Mapping the paradigm shift of China’s cancer burden for designing prevention strategies
Cancer is one of the top causes of death worldwide. The cancer burden is related not only to genetic predisposition, but also to environmental pollution and socioeconomic factors such as lifestyle. Consequently, the burden of this disease is not uniform across all countries. In fact, the public health of China, a country known for the rapid change in its development status in the last few decades, has undergone a paradigm shift with respect to cancer incidence and mortality.
To better understand the cancer burden of the country, a team of researchers from Chinese Academy of Medical Sciences and Peking Union Medical College reviewed the data of GLOBOCAN 2020, an online database of cancer incidence and mortality compiled by the International Agency for Research on Cancer. They then compared the data for 2020 with that for 2018. “The trajectory of country-specific cancer trend is complex, and given the heterogeneity in social and demographical context, a ‘one-size-fits-all’ recipe would not work,” says lead researcher Dr. Wanqing Chen of the Chinese Academy of Medical Sciences and Peking Union Medical College, China. The findings of Dr. Chen’s team have been published recently in the Chinese Medical Journal.
Their investigation into how the ranks of 14 leading types of cancer—based on the number of new cancer cases and deaths—changed globally revealed that in 2020, breast cancer surpassed lung cancer to become the most frequently diagnosed cancer. The reasons for this rise may include increasing obesity or changing reproductive practices. While lung, liver, stomach, breast, and colon cancers were found to be the top five leading causes of cancer-related death, interestingly, the cases of stomach cancer showed a notable reduction.
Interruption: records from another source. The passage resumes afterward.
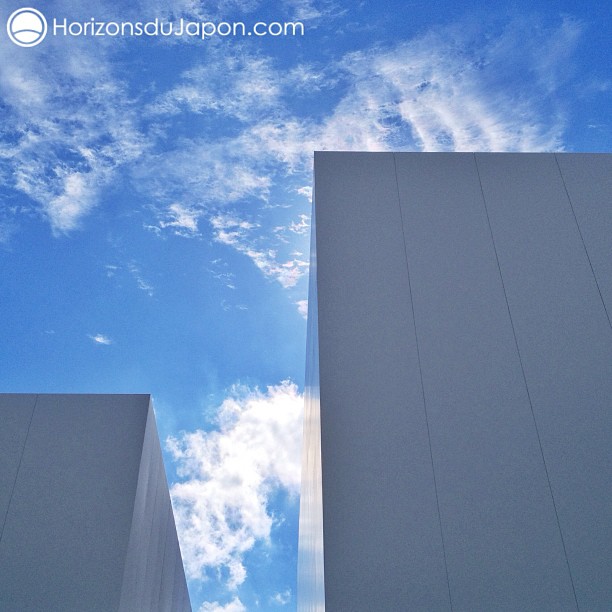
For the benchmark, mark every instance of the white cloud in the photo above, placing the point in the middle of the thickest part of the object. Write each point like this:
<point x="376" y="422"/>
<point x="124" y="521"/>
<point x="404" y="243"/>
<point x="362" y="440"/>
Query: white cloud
<point x="300" y="227"/>
<point x="76" y="129"/>
<point x="233" y="231"/>
<point x="228" y="476"/>
<point x="100" y="339"/>
<point x="142" y="284"/>
<point x="281" y="599"/>
<point x="183" y="219"/>
<point x="233" y="606"/>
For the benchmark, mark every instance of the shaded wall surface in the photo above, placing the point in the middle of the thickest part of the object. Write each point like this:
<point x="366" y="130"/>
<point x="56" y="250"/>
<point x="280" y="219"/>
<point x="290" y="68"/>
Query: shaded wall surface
<point x="85" y="515"/>
<point x="465" y="382"/>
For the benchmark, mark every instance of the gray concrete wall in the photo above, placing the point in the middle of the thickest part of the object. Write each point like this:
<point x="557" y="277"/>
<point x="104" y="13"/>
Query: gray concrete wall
<point x="465" y="352"/>
<point x="84" y="504"/>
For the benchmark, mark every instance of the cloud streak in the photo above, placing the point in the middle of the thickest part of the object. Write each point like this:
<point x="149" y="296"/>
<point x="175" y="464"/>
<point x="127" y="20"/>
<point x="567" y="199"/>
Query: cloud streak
<point x="229" y="475"/>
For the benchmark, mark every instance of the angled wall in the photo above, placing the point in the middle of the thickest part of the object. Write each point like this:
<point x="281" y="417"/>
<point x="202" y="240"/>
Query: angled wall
<point x="465" y="377"/>
<point x="85" y="515"/>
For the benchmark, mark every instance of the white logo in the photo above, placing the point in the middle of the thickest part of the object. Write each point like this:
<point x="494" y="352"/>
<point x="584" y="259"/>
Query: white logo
<point x="27" y="27"/>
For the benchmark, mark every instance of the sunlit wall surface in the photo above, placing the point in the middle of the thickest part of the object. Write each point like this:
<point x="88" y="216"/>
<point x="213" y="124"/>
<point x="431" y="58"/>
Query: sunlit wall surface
<point x="465" y="363"/>
<point x="86" y="521"/>
<point x="311" y="588"/>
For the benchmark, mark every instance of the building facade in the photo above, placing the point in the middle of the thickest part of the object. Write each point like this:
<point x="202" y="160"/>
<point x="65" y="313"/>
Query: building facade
<point x="85" y="511"/>
<point x="458" y="423"/>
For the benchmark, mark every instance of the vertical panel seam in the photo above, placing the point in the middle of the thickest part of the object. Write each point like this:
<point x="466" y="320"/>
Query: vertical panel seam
<point x="416" y="338"/>
<point x="569" y="199"/>
<point x="25" y="441"/>
<point x="524" y="376"/>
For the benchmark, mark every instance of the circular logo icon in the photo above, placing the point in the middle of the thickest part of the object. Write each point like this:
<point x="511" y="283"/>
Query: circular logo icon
<point x="27" y="27"/>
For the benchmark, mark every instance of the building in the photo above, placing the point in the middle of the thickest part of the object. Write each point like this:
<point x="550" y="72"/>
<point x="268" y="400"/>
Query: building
<point x="458" y="424"/>
<point x="84" y="507"/>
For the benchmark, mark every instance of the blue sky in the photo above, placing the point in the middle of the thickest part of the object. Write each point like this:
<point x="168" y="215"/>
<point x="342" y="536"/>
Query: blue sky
<point x="155" y="207"/>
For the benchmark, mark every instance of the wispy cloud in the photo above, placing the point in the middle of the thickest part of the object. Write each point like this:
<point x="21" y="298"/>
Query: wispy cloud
<point x="183" y="220"/>
<point x="100" y="339"/>
<point x="233" y="231"/>
<point x="229" y="475"/>
<point x="76" y="129"/>
<point x="233" y="606"/>
<point x="281" y="599"/>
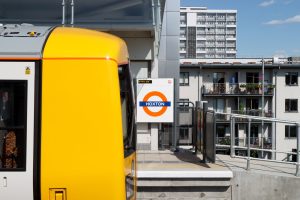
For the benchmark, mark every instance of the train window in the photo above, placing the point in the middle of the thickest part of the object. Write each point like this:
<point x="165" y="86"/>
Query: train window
<point x="127" y="109"/>
<point x="13" y="103"/>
The comparative assessment of the cancer incidence and mortality of 185 countries revealed some intriguing facts about the unique cancer scenario of China. It highlighted that 24% of all newly diagnosed cases and 30% of the cancer-related deaths in the world were reported from China. The high incidence of cancer might be partially attributed to the vast population of the country. The country-wise assessment of the age-standardized incidence rate (ASIR) and age-standardized mortality rate (ASMR) further emphasized the severity of the cancer burden in China. Well above the global average, the high ASIR (204.8 per 100,000) and ASMR (129.4 per 100,000) of the country made it rank 65th and 13th in these categories, respectively. Strikingly, Japan and Korea, both China’s neighboring countries, had higher ASIRs but lower ASMRs than China.
The gender-wise distribution of the most common cancer types in China painted a different picture. Among Chinese men, lung cancer was the most common cancer type, accounting for 38% of the global lung cancer cases in men. In contrast, following the global trend, breast cancer was the most common cancer type in Chinese women, accounting for 18% of global cases. However, lung cancer remained the leading cause of cancer-related deaths in both sexes in China, covering 40% of global lung cancer deaths.
Gastrointestinal cancers, including stomach, colorectal, liver, and esophageal cancers, also contributed to high incidence and mortality. Among Chinese males, gastrointestinal cancer ranked in the top five common cancer types after lung cancer and accounted for 47% of global gastrointestinal cancer deaths. Accounting for 38% of global new cases, thyroid cancer ranked as ninth and fourth in the list of most common types of cancer among men and women, respectively.
Going by the current trend of the global cancer burden, the researchers depict a grim future as the incidence and mortality due to cancer will continue to increase over the next 20 years, with a relatively high magnitude in Asia. With an already high cancer mortality rate, along with a predicted 6.85 million new cancer cases and 5.07 million deaths in 2040, China is in urgent need of targeted intervention for cancer control.
However, Dr. Chen is hopeful that dissemination of knowledge on China’s cancer epidemiology would help to raise public awareness of cancer risk and promote a healthier lifestyle. He surmises, “An overview of the updated national cancer epidemiology will help renew our understanding of the recent cancer burden. Comprehensive strategies, including health education, dissemination of essential knowledge about cancer, advocating healthy lifestyles, effective screening, vaccination programs, and tobacco-control policies need to be customized to target China’s cancer burden.”